カウンターの中から客をのぞくといろんなことが見えてくる

日本人が日本食を知らないでいる。利口に見せない賢い人、利口に見せたい馬鹿な人。日本人が日本人らしく生きるための提言です。

嘘をついて生きていく?本当にそれでいいの?

2012-07-10 | 人間観察
2006年「第3回男女の生活と意識に関する調査」によると、

15歳から49歳の日本人女性のうち14.2%に中絶の経験があるという。

14.2%=7人に1人!

「ふうん」

なんて言っていられない。

これはあくまで、表に出ている数字に過ぎない。

中絶手術には、子供の死亡診断書を提出しなければならないので、
それを嫌がるため、激しい運動や、自分の腹を殴ったりして、強制的に流産させる人も増えているという。

もちろん届出をしない違法手術や、3ヶ月以内なら注射1本で中絶する方法もあるらしい。

もちろん、僕は専門家ではないので、あくまでもネット上の情報でしかないが・・・・。


昨夜、{最期の春マツタケ}というイベントをやったおかげで、実に盛況で楽しい一日を過ごした。

ミユキさんや、アキちゃん、ミカちゃんをはじめ、多くの人たちが集まってくれた。

黄色い歓声にも似た声が、店外にも広がる。

どんどん人が入れ替わり、贅沢で幸せな一日だった。

一番最後に入ってきたのが、最近頻繁にやってくるようになったCちゃんだ。

まだ、23歳。

大学を出て名古屋に就職して、店の近くのアパートに住んでいるかわいい女性だ。

実家が、愛知県なので、比較的近い地域の会社に就職したのだろう。

そのCちゃんも、みんなと楽しく騒ぎ、最後の一人になった。

みんなが帰った後、Cちゃんが突然話し出した。

「マスター、産婦人科の先生知らない?」

「産婦人科? いくらでもあるよ。

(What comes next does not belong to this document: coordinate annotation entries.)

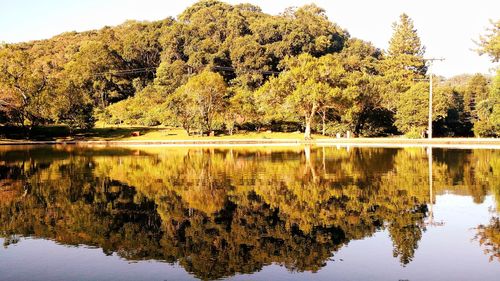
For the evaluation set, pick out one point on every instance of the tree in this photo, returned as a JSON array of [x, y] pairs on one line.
[[24, 83], [488, 112], [404, 62], [490, 43], [413, 109], [303, 88], [201, 99], [90, 69]]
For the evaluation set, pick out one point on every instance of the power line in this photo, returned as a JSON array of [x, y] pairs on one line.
[[153, 70], [431, 61]]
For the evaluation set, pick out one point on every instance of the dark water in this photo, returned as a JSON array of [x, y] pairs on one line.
[[70, 213]]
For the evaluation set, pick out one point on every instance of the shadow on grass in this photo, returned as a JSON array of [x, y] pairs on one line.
[[52, 133]]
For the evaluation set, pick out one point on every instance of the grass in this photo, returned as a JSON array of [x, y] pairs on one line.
[[61, 133]]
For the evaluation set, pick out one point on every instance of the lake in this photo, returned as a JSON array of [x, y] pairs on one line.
[[247, 213]]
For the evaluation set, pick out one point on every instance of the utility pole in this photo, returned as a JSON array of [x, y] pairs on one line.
[[431, 61]]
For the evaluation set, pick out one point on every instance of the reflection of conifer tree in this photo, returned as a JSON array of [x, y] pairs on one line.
[[220, 212]]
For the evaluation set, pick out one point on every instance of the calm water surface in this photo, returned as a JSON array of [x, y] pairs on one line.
[[69, 213]]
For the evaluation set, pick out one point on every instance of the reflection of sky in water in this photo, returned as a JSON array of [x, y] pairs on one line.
[[446, 252]]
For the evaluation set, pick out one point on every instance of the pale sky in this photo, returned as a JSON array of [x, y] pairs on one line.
[[446, 27]]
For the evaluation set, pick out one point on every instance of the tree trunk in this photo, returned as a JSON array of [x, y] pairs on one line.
[[323, 119], [307, 132]]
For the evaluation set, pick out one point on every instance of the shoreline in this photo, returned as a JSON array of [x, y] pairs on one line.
[[365, 142]]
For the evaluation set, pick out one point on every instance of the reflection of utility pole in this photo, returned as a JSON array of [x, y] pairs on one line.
[[431, 61], [431, 191]]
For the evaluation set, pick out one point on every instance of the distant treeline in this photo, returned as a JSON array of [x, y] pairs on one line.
[[221, 67]]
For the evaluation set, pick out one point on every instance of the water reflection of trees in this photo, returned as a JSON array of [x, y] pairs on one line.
[[220, 212]]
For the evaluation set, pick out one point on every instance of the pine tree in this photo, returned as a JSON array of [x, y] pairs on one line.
[[404, 62]]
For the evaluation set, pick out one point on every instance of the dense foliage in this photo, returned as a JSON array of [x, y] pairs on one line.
[[218, 212], [292, 71]]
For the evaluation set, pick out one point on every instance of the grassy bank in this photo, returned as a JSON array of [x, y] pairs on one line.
[[164, 135], [61, 133]]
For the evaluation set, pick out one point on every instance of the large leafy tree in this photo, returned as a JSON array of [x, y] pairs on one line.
[[307, 85], [199, 101], [24, 84]]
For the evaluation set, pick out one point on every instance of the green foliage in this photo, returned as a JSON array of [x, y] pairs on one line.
[[199, 102], [404, 62], [283, 71], [490, 43]]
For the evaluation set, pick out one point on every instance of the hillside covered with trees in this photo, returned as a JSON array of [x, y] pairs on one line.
[[221, 68]]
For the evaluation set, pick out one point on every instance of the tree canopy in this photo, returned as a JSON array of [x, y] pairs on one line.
[[297, 70]]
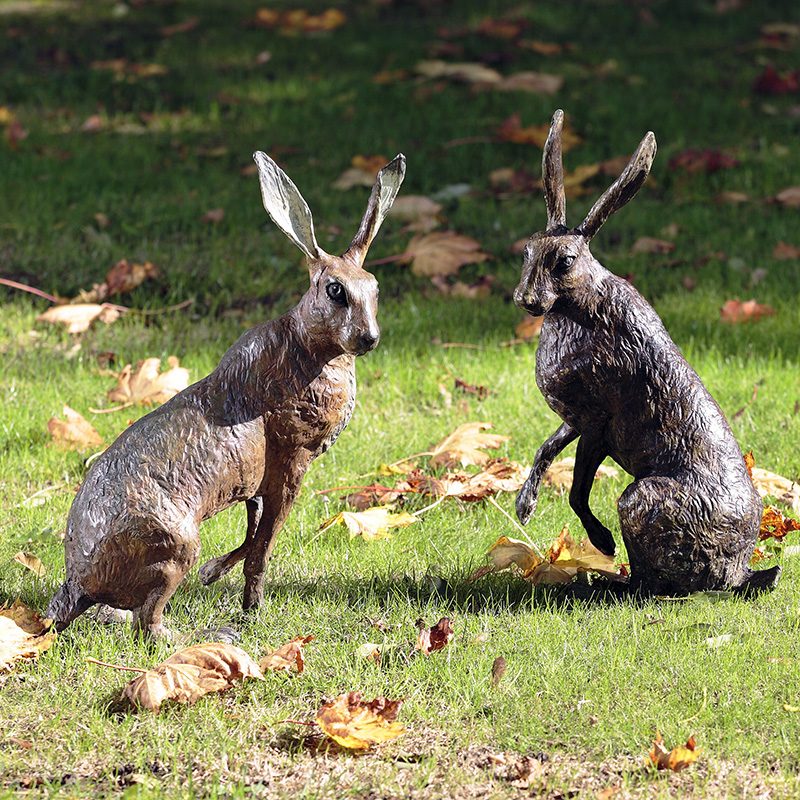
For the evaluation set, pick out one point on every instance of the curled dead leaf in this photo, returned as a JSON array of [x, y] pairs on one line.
[[191, 673], [358, 724], [74, 433], [145, 385]]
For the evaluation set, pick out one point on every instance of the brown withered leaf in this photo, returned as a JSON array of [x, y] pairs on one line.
[[23, 634], [373, 523], [191, 673], [31, 562], [648, 244], [511, 130], [291, 654], [736, 311], [78, 317], [74, 433], [559, 474], [145, 385], [442, 253], [429, 640], [465, 445], [122, 277], [358, 724], [676, 759], [775, 526], [784, 251]]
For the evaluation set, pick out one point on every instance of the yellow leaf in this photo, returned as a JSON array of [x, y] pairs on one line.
[[191, 673], [465, 445], [357, 724], [284, 657], [23, 634], [33, 563], [442, 253], [73, 433], [374, 523], [146, 386]]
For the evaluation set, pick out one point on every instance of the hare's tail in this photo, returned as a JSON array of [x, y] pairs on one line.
[[66, 604], [757, 581]]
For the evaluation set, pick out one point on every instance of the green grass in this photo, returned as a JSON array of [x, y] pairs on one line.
[[589, 680]]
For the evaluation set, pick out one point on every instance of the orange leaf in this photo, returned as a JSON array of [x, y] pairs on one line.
[[443, 253], [429, 640], [73, 433], [676, 759], [357, 724], [284, 657]]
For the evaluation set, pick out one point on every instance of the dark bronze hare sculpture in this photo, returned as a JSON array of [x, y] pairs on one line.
[[607, 366], [279, 397]]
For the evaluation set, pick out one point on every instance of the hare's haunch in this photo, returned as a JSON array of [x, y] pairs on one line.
[[279, 397], [607, 366]]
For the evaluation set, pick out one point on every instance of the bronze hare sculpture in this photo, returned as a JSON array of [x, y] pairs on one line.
[[607, 366], [279, 397]]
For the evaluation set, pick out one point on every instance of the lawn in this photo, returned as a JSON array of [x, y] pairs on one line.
[[126, 124]]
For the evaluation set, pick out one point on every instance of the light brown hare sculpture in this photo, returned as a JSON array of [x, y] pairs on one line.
[[279, 397], [607, 366]]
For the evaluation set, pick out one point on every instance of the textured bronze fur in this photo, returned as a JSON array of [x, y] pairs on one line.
[[607, 366], [279, 397]]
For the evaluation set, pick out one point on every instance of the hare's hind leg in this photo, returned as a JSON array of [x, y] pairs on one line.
[[214, 569]]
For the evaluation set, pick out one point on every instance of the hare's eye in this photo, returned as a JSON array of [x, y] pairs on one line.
[[337, 293]]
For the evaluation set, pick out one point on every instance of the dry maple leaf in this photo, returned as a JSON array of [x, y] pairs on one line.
[[191, 673], [357, 724], [442, 253], [465, 445], [284, 657], [373, 523], [774, 525], [560, 473], [23, 634], [676, 759], [73, 433], [31, 562], [78, 317], [429, 640], [146, 386]]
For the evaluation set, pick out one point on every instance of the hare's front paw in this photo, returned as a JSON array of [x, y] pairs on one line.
[[525, 503]]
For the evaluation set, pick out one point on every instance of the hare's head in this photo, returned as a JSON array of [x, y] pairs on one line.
[[339, 311], [558, 270]]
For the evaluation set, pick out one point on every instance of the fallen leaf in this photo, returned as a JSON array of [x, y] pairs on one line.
[[784, 251], [78, 317], [357, 724], [429, 640], [191, 673], [774, 525], [559, 474], [373, 523], [146, 386], [215, 215], [789, 197], [442, 253], [676, 759], [647, 244], [74, 433], [736, 311], [465, 445], [23, 634], [284, 657], [471, 72], [32, 563], [511, 130]]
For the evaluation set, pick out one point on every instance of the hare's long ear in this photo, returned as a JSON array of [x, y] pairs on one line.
[[553, 174], [623, 189], [386, 187], [286, 206]]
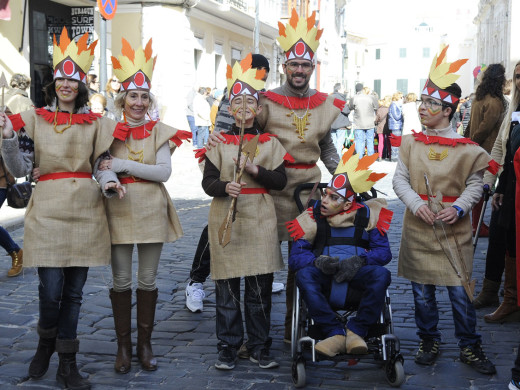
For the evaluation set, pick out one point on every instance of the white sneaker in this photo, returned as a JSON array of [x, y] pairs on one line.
[[194, 296], [277, 287]]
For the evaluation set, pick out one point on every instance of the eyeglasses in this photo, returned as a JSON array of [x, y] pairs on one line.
[[293, 66], [429, 103]]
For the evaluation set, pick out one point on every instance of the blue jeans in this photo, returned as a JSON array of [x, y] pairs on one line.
[[427, 314], [191, 122], [61, 293], [362, 138], [6, 241], [202, 135], [338, 138], [314, 287]]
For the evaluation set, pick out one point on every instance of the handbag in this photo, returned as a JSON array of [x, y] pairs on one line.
[[17, 194]]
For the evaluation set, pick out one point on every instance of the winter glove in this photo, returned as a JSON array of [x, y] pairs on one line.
[[326, 264], [348, 268]]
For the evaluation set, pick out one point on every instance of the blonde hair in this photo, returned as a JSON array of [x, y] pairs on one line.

女医さんのやってる病院もたくさんあるよ」

「妊娠しちゃった」

「結婚しないのか?」

「不倫だから」

「社内の人間?」

「うん、上司」

「責任取らせたらいいじゃないか」

「お金は出すって言ってる」

「コンドームの使い方も知らないのか、君たちは」

「まさか、妊娠するとは思ってなかったから」

「国立大学まで出て、それがどういうことかくらいわかってたんじゃないか?」

「でも、まさか妊娠なんて」

「セックスは、妊娠させるためにやるってのが本質なんだ」

「わかってる。でも、こんなのがみんなに知れたら、私、会社に勤められない」

「君にとって何が大事なんだ。会社か、中絶か、上司なのか?」

「今は中絶しなくちゃならないから」

「誰にもわからなければいいのか?」

「とりあえず」

「恋愛や結婚観が間違ってる」

「でも好きだった」

「好きだというのは、上司のことか、結婚できると思ってたのか、それともセックスが楽しかったのか」

「セックスは上手だった。毎日会いたかった」

「ばかげてる。料理もできないやつが、セックスだけはやりたいってわけか」

「セックスは別よ」

「どうして?」

「結婚は生活だけど、セックスは快楽だもの。上手な人とやるほうが女は幸せを感じる」

「将来結婚する人に罪悪感はないのか?」

「それは仕方ないと思う。私にとっては、《今》が一番大事だから」

「中絶して体がボロボロになってもか?」

「たぶん、大丈夫。学生のときも、ナンパされた人の子供を堕ろししたから」

僕は何も言う気もなくなった。

Cちゃんにとって、気にいった男性と出会ったら、セックスすることが一番大切なんだ。

中絶することに何の罪悪感も感じていない。

妊娠に対しての、学習能力もゼロだ。


社会も悪いが、親は何を教育してきたのだろう。

僕は女子大で、《結婚論・恋愛論》を講義していたことがある。

恋愛が悪いとは言わないが、将来を見据えない恋愛は、人生の肥やしにならないといってきた。

いつか結婚する男性は、一生伴侶を守っていく宿命を背負う。

その人に語れない恋愛は、するべきでないと。

犬猫のように、繁殖期にやればいい、というものではない。

たとえ失恋しても、その恋が自分を成長させてくれるものしか人間としての成長はない。

僕は黙って店じまいを始めた。

自分を守ってくれるはずの未来の夫に、ずっと嘘をついて生きていくことが、それほど楽しいものなのだろうか。

それとも、僕の考え方が古いといわれるようになってしまったのか?

あーちゃんなら、こんな馬鹿なことはしないだろう。

中絶が増える。

これは決して、世の中のせいだけではない。


無責任な情報氾濫もそうだろうけど、
やはり、本人の、幼稚な脳みそに違いないと思っている。